Centenaire oblige, le rendez-vous annuel des nostalgiques de "Rosa la Rouge" et de Karl Liebknecht, autre personnage majeur de la gauche allemande assassiné lui aussi en janvier 1919, pourrait réunir dimanche dans le centre de la capitale plus de 10.000 personnes.
De nombreuses commémorations seront en outre organisées toute la semaine à Berlin, malgré les tentatives de la droite locale de faire interdire ces manifestations en l'honneur d'"ennemis de la démocratie et de la société libre".
"Rosa Luxemburg suscite un grand intérêt, auprès d'un public très diversifié. Il n'y a pas d'autre circuit touristique historique dont les participants sont aussi variés", témoigne Claudia von Gelieu, une politologue qui guide les visiteurs à travers des lieux emblématiques de l'histoire allemande puis de nombreuses années.
"Icône pop"
La gauche allemande - dont les deux principaux partis, le SPD et Die Linke sont crédités à eux deux de moins de 25% des voix dans les sondages - traverse pourtant une crise profonde, comme ailleurs en Europe et au-delà dans le monde.

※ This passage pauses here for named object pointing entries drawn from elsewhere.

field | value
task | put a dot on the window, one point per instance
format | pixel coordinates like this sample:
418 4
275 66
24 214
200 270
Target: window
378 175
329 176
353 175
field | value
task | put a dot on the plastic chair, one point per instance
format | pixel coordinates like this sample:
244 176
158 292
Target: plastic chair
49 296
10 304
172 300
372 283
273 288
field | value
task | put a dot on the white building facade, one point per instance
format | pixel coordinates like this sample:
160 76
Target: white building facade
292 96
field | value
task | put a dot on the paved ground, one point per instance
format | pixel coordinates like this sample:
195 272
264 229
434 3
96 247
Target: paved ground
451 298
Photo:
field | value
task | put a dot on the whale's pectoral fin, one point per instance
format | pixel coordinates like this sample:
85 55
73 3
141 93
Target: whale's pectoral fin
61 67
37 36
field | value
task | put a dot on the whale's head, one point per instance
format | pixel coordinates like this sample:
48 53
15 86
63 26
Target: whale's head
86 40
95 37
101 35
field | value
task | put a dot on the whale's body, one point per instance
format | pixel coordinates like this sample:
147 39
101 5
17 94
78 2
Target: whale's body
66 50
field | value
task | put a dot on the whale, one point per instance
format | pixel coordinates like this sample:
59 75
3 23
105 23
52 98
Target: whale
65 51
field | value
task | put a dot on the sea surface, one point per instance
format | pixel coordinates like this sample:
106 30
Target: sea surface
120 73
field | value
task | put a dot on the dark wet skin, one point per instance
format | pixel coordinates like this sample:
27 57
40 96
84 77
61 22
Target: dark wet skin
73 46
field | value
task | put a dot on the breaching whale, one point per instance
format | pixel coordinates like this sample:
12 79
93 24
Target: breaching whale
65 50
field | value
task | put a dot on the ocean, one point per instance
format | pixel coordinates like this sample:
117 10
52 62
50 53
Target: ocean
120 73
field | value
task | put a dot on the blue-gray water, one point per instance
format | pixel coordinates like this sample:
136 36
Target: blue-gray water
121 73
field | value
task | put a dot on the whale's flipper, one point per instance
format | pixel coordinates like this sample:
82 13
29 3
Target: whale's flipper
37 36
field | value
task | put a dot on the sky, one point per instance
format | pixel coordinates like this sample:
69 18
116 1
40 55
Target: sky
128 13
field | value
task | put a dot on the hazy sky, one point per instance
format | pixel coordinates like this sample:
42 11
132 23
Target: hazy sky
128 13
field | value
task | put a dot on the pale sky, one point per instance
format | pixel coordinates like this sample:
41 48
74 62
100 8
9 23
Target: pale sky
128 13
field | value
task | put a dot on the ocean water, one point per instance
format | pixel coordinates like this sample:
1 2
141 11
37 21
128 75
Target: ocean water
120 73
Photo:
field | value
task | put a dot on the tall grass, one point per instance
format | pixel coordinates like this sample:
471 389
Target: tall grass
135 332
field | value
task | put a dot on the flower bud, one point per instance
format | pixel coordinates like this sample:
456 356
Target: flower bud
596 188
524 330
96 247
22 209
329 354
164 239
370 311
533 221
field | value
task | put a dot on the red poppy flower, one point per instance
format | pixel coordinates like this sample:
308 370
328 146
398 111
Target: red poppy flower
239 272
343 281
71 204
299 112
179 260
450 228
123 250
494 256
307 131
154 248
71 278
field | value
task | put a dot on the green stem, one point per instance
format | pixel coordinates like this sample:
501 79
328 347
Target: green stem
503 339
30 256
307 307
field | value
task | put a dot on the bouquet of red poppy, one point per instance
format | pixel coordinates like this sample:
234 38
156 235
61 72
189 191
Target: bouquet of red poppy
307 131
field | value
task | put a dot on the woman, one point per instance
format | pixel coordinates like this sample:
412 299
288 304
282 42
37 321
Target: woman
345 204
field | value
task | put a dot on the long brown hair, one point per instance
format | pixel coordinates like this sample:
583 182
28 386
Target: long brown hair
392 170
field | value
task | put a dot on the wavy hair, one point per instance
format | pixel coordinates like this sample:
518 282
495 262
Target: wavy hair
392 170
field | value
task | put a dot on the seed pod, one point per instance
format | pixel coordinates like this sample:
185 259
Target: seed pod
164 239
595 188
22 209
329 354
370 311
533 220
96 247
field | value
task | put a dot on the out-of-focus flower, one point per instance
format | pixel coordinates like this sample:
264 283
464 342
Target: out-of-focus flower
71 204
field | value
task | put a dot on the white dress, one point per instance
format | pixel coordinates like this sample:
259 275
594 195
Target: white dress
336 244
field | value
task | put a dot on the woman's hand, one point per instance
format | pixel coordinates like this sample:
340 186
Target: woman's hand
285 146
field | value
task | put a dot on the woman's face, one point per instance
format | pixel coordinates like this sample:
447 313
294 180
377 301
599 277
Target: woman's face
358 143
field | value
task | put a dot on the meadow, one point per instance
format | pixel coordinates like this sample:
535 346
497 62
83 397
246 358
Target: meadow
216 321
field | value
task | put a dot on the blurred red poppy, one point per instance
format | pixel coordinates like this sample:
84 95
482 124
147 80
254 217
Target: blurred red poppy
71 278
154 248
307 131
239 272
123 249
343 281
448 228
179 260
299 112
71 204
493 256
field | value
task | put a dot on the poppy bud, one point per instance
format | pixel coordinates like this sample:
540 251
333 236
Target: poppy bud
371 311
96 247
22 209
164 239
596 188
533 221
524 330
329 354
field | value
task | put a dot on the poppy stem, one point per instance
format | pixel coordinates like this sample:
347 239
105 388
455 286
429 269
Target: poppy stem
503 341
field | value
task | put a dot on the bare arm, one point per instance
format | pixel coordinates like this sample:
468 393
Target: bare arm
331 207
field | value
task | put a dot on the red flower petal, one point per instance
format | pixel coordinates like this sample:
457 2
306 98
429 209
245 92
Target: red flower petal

Divisée, elle attire de moins en moins des catégories populaires pour partie sensibles aux mouvements populistes et nationalistes qui émergent.
En Allemagne, en particulier dans les Länder d'ex-Allemagne de l'Est, elle subit ainsi la concurrence frontale du parti d'extrême droite AfD.
"Le fait que Rosa Luxemburg ait été tuée si tôt", avant les dérives du stalinisme, a "fait d'elle une icône dont l'aura et l'influence restent intactes", explique à l'AFP le politologue Stefan Heinz, de l'Université libre de Berlin.
Le quotidien de gauche Tageszeitung la présente même samedi comme une "icône pop".
Journaliste et oratrice talentueuse, Rosa Luxemburg, issue d'une famille de commerçants juifs libéraux de Lublin, en Pologne russe, était une théoricienne infatigable du marxisme, appréciée de Lénine.
Elle avait sillonné l'Allemagne pour mobiliser les foules, perchée sur un tabouret.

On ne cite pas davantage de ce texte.